New research published in the journal BMC Research Notes has found that vitamin D deficiency is common in Ugandan patients with tuberculosis.
Uganda has one of the highest rates of tuberculosis in the world, with an estimated incidence rate of 193 cases per 100,000.
Vitamin D deficiency has been linked to tuberculosis in the past, with some research showing that vitamin D supplementation can help fight tuberculosis, both preventatively and therapeutically.
In the present study, researchers wanted to know if patients admitted to the hospital for tuberculosis in Kampala, the capital city of Uganda, were vitamin D deficient or not.
They measured vitamin D levels among other things in 260 consecutively admitted tuberculosis patients. They found vitamin D deficiency was common, despite Uganda close proximity to the equator and having an abundance of sunshine.

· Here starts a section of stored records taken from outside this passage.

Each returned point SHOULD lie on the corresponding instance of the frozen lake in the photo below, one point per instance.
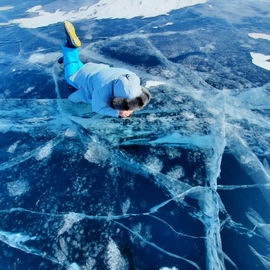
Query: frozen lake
(182, 184)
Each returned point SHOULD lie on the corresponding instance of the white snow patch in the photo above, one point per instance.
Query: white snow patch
(13, 147)
(114, 257)
(45, 151)
(29, 89)
(167, 268)
(153, 83)
(69, 220)
(17, 188)
(34, 9)
(96, 153)
(261, 60)
(105, 9)
(125, 206)
(74, 266)
(4, 24)
(259, 36)
(90, 263)
(70, 133)
(39, 58)
(176, 172)
(153, 164)
(6, 8)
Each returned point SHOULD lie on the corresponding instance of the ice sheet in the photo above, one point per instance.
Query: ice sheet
(113, 193)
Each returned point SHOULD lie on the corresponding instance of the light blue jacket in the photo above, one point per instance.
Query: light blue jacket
(97, 84)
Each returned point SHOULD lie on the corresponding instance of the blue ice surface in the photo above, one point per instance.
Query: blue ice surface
(182, 184)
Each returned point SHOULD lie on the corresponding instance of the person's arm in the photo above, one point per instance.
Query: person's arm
(108, 111)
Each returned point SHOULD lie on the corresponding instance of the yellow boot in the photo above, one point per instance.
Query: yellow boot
(72, 39)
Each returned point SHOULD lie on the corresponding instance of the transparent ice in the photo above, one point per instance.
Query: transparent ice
(167, 188)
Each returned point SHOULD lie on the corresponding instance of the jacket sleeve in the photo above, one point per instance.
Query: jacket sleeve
(108, 111)
(101, 99)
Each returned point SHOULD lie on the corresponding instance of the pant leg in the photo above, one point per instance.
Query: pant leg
(72, 62)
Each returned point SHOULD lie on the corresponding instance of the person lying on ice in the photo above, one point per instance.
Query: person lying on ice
(111, 91)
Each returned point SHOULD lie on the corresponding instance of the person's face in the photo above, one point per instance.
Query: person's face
(125, 113)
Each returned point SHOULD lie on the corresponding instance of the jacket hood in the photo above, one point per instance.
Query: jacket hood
(135, 104)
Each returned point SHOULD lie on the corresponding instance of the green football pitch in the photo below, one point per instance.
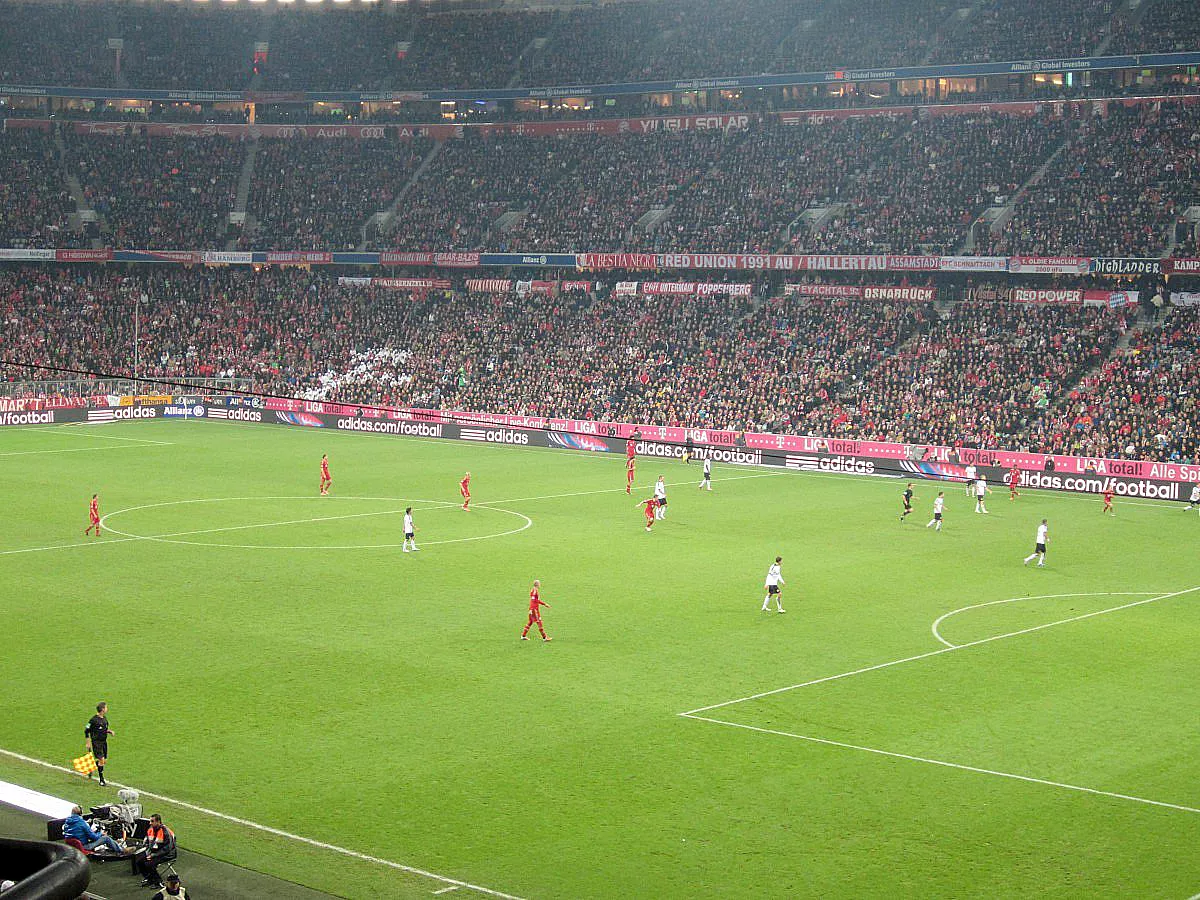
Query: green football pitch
(928, 719)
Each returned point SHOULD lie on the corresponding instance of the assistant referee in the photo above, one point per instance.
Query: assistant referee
(95, 735)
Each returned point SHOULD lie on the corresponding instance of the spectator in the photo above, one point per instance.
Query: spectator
(157, 847)
(76, 826)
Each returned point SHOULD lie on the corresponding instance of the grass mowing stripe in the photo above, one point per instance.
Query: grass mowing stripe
(977, 769)
(276, 832)
(939, 652)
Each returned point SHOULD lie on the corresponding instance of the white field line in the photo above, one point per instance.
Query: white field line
(450, 503)
(622, 490)
(95, 543)
(77, 450)
(277, 832)
(269, 525)
(943, 617)
(84, 430)
(616, 456)
(947, 765)
(691, 713)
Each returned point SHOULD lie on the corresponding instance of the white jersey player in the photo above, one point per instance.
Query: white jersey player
(939, 508)
(409, 531)
(774, 582)
(1039, 547)
(660, 498)
(982, 491)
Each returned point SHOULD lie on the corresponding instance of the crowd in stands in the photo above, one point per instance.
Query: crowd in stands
(1115, 185)
(186, 46)
(321, 193)
(1001, 30)
(391, 47)
(35, 204)
(471, 184)
(47, 43)
(927, 181)
(978, 376)
(1143, 403)
(982, 373)
(469, 49)
(1115, 190)
(334, 48)
(871, 33)
(156, 191)
(606, 186)
(1162, 27)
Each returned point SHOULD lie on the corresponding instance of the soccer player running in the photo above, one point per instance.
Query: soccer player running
(325, 480)
(93, 516)
(535, 604)
(1039, 547)
(939, 508)
(95, 738)
(982, 492)
(774, 582)
(906, 499)
(651, 508)
(409, 529)
(1014, 480)
(660, 498)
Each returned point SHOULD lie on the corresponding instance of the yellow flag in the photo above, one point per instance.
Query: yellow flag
(85, 765)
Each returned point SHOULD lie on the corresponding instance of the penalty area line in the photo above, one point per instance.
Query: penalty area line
(940, 651)
(945, 763)
(279, 832)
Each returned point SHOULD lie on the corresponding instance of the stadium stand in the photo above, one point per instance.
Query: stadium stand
(159, 192)
(381, 47)
(1041, 377)
(1141, 403)
(1116, 189)
(319, 193)
(35, 204)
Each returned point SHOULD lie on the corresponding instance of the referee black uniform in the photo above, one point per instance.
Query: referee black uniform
(96, 733)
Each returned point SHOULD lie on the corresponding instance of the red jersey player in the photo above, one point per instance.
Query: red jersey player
(649, 505)
(535, 604)
(325, 480)
(94, 515)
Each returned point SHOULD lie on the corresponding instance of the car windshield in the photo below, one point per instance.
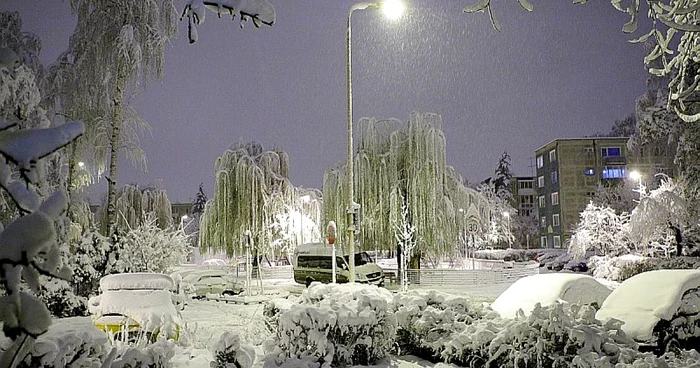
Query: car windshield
(361, 258)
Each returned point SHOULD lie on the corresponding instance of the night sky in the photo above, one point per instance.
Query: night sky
(561, 71)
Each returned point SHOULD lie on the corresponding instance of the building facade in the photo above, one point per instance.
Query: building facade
(569, 172)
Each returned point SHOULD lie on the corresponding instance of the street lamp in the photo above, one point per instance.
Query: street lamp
(392, 9)
(304, 199)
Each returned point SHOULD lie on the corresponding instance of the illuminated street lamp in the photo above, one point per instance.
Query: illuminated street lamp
(392, 9)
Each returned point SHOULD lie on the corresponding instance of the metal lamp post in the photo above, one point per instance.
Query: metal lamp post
(392, 9)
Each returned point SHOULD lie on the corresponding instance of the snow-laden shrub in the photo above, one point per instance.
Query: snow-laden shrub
(228, 352)
(156, 355)
(335, 325)
(610, 268)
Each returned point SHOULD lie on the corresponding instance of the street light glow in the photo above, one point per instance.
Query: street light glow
(392, 9)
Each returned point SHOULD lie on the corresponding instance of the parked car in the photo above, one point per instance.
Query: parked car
(136, 304)
(659, 308)
(547, 289)
(202, 282)
(314, 262)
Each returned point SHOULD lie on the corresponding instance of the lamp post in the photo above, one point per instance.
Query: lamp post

They found 44.2% of the patients were deficient in vitamin D, with levels less than 20 ng/ml. Of these 115 patients with deficient levels, 35 of them had levels less than 10 ng/ml. Thirty percent of patients had levels above 30 ng/ml.
The researchers also noticed that vitamin D deficiency was more common in patients with HIV co-infection, low CD4 cell counts (a type of cell that helps your immune system) and anemia.
“This demonstrates that vitamin D deficiency is highly prevalent among admitted adult tuberculosis patients in Uganda,” the researchers stated. “These findings are congruent with what has been documented in other published African studies among tuberculosis patients.”
The researchers call for more research on the effects of vitamin D supplementation on preventing and treating tuberculosis, particularly in the form of randomized controlled trials.